@Jyoti

Oh the power plant problem is one i love to point out too. A 100 watt brain vs a gigga watt computer cluster.

It's what i said when IBMs Watson did that game show nonsense. Require Watson to be in the room running on their own mobile power source and have it beating people at quizzes then we'll talk.

@doctormo @Jyoti also, if you are running a brute force operation, all the power in the world will eventually hit a category limit. There is no path towards intelligence there. See https://pxi.social/@jakob/110283974473306733
jakob.pxi (@[email protected])

#LLM are brute-forcing their way through absurd amounts of data to generate an autocomplete output for any given input that approximates outputs a human might give instead. They lack a few distinct properties of human cognition, including language, that more brute force alone cannot compensate for. Because they can only ever internalize and compute *intra*textual context. Incidentally, humans need much less input(!) to learn language. Probably because they can contextualize across domains. 🧵

pxi.mastodon

@jakob @doctormo @Jyoti

Your points are well made. Yet:
1 -- Flagship LLMs are rather good at metaphor
2 -- Making a transformer bidirectional, closer to a CSP solver (and the brain) would likely address most of your criticisms. Seems like a path (I hope!)

@m8ta @doctormo @Jyoti

My experience with LLMs and my understanding of their architecture (granted, have not engaged past summer last year) would say otherwise: These models can only reproduce metaphorical patterns that are part of their training.

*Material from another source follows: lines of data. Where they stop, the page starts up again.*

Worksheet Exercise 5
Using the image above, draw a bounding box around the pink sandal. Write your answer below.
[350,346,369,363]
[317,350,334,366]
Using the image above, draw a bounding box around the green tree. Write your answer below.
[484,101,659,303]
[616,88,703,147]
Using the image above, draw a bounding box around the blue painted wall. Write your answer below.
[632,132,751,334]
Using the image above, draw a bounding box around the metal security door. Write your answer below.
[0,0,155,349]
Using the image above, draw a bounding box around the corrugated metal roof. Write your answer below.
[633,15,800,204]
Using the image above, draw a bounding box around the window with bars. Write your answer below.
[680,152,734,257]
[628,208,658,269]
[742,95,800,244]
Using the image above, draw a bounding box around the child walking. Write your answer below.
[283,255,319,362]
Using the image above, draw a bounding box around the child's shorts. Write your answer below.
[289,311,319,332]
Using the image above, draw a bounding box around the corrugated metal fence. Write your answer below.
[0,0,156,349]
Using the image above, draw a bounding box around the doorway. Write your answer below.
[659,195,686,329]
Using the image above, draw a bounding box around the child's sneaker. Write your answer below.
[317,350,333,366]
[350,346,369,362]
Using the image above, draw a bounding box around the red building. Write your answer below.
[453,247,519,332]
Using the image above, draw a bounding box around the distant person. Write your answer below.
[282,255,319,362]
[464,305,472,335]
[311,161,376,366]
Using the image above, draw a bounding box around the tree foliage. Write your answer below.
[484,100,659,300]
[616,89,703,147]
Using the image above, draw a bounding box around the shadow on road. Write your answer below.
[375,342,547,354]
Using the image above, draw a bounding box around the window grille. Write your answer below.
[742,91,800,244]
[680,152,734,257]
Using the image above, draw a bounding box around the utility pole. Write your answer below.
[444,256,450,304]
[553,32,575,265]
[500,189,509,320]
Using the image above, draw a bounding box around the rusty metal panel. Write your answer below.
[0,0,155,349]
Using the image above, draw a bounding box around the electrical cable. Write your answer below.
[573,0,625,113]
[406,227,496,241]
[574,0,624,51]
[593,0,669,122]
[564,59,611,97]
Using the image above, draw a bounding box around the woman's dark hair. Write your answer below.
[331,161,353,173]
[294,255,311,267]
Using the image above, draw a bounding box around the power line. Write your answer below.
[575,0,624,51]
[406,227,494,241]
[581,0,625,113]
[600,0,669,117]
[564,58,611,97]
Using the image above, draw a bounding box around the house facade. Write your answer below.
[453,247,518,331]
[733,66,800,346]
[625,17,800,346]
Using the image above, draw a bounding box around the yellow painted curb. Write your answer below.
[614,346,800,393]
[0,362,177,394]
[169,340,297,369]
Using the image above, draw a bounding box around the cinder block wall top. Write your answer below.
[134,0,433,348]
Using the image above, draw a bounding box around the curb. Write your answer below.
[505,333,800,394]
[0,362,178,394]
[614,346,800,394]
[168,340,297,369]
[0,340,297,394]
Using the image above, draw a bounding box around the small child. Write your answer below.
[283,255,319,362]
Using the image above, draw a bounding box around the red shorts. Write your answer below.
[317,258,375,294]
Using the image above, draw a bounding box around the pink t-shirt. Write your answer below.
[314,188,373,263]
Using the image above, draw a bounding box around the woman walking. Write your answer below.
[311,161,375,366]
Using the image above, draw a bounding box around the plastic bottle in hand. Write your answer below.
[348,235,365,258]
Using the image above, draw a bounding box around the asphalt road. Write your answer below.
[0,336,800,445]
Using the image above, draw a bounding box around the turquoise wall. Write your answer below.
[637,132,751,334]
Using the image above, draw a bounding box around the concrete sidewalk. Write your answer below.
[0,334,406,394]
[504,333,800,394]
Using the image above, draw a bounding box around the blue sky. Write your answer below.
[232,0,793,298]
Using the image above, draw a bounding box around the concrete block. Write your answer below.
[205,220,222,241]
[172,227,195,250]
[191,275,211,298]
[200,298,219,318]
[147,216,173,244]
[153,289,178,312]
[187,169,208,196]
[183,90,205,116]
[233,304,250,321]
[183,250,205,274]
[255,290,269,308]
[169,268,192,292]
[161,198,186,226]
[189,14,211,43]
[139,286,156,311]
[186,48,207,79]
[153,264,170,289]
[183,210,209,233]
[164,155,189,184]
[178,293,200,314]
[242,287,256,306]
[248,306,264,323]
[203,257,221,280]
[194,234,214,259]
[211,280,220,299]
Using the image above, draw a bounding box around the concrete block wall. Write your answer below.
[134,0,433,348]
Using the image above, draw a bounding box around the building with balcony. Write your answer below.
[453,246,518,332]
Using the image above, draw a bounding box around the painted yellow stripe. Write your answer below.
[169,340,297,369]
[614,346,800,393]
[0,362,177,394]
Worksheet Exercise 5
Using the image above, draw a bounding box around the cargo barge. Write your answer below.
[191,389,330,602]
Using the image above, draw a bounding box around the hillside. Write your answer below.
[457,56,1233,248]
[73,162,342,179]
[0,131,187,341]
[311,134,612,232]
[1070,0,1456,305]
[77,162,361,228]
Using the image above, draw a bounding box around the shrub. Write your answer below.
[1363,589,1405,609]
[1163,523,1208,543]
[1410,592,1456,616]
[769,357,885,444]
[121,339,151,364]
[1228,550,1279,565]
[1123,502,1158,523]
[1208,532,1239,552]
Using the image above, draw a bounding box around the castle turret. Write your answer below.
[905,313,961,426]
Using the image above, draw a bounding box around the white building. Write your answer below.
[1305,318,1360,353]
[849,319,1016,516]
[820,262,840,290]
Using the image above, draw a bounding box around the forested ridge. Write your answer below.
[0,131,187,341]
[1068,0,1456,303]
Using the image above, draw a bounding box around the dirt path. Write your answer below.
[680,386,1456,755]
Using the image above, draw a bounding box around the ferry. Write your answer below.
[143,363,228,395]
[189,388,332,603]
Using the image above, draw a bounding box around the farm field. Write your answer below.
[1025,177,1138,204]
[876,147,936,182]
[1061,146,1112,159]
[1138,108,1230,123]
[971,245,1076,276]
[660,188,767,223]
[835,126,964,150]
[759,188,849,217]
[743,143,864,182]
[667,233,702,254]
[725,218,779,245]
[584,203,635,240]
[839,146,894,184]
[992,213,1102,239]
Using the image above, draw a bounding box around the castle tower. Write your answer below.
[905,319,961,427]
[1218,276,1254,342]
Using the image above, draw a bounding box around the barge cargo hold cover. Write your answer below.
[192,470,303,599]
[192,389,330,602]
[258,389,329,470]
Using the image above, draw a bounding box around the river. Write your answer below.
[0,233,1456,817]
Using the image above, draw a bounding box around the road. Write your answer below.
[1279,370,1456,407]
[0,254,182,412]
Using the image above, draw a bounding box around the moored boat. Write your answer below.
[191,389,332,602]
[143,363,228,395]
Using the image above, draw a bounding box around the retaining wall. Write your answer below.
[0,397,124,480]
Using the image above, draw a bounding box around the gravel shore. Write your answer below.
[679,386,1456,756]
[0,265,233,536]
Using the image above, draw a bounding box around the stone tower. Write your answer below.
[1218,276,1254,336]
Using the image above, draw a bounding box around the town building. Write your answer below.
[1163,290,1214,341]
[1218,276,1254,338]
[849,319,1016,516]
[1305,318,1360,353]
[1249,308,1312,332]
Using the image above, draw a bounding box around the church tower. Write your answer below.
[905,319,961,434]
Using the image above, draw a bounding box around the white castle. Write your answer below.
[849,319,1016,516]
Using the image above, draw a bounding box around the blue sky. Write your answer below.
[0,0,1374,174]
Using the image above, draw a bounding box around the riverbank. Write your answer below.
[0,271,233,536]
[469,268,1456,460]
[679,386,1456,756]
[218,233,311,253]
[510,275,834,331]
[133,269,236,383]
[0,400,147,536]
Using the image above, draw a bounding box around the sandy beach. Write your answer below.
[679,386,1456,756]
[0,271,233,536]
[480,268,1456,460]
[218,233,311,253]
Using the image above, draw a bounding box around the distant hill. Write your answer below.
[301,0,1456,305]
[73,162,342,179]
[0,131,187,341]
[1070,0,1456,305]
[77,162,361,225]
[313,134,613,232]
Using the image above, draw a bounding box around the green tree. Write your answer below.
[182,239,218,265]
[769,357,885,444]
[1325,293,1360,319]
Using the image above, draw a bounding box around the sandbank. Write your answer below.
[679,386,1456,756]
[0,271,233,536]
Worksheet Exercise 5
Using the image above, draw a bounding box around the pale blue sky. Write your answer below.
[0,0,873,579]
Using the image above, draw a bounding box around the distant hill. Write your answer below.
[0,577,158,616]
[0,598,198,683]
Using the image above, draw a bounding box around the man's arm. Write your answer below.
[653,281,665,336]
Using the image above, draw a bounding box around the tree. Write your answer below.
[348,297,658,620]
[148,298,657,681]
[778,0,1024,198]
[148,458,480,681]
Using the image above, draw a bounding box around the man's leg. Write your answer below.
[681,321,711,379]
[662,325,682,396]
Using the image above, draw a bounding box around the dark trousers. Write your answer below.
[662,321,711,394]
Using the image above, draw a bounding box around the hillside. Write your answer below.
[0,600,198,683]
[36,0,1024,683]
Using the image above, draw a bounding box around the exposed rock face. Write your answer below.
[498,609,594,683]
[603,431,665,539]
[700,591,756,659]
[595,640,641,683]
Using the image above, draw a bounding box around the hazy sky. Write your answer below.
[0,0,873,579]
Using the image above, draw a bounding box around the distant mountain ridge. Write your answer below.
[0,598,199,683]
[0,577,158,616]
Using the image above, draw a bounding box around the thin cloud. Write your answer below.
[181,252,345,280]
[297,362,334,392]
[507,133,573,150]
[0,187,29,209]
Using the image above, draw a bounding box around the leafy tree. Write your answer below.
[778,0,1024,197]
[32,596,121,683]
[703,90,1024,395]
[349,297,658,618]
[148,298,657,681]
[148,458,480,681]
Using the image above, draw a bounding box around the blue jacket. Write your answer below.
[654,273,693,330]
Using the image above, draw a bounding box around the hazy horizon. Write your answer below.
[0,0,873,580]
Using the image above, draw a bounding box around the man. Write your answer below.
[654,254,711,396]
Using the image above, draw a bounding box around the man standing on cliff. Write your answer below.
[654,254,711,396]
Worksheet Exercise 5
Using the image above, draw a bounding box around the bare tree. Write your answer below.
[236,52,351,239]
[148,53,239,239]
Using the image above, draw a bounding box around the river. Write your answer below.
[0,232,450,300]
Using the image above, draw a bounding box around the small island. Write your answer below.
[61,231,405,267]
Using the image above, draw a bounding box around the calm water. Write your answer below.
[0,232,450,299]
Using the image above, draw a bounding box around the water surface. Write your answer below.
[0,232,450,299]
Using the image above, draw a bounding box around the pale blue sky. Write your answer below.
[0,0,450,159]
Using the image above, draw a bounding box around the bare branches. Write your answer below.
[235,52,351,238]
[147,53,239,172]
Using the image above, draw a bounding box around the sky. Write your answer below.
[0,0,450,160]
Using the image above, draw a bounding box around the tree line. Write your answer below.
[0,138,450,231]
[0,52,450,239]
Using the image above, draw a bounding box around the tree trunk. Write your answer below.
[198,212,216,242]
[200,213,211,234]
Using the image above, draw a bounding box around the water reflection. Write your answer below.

Also they don't attempt to mimic an algorithmic model of the human lexicon at all. If you want to look into knowledge representation bound to a syntax interface, something like Barsalou Frames seems much more closely aligned with human cognition.

@jakob @doctormo @Jyoti

True. There are a lot of metaphors in the training data, so it's likely just emulating us. Can you suggest one that LLMs fail at?

I've noticed it sucks at CSPs that it's not seen. (Probably due to the feedforward structure)

I don't know about Barsalou Frames, will read up on it!

@m8ta @doctormo @Jyoti

It's not "likely", regurgitating training patterns through a fuzzy weighted autocomplete is the whole architecture. There is no emulation of human cognition.

The output quite reliably fails for ad-hoc metaphors. Worse still: when you need a shared origo to decode the metaphor, even for discourse deixis, that's simply inaccessible to a model.

Convincing models usually are designed to detect prompts that lead to user frustration and fall back to repair questions, btw.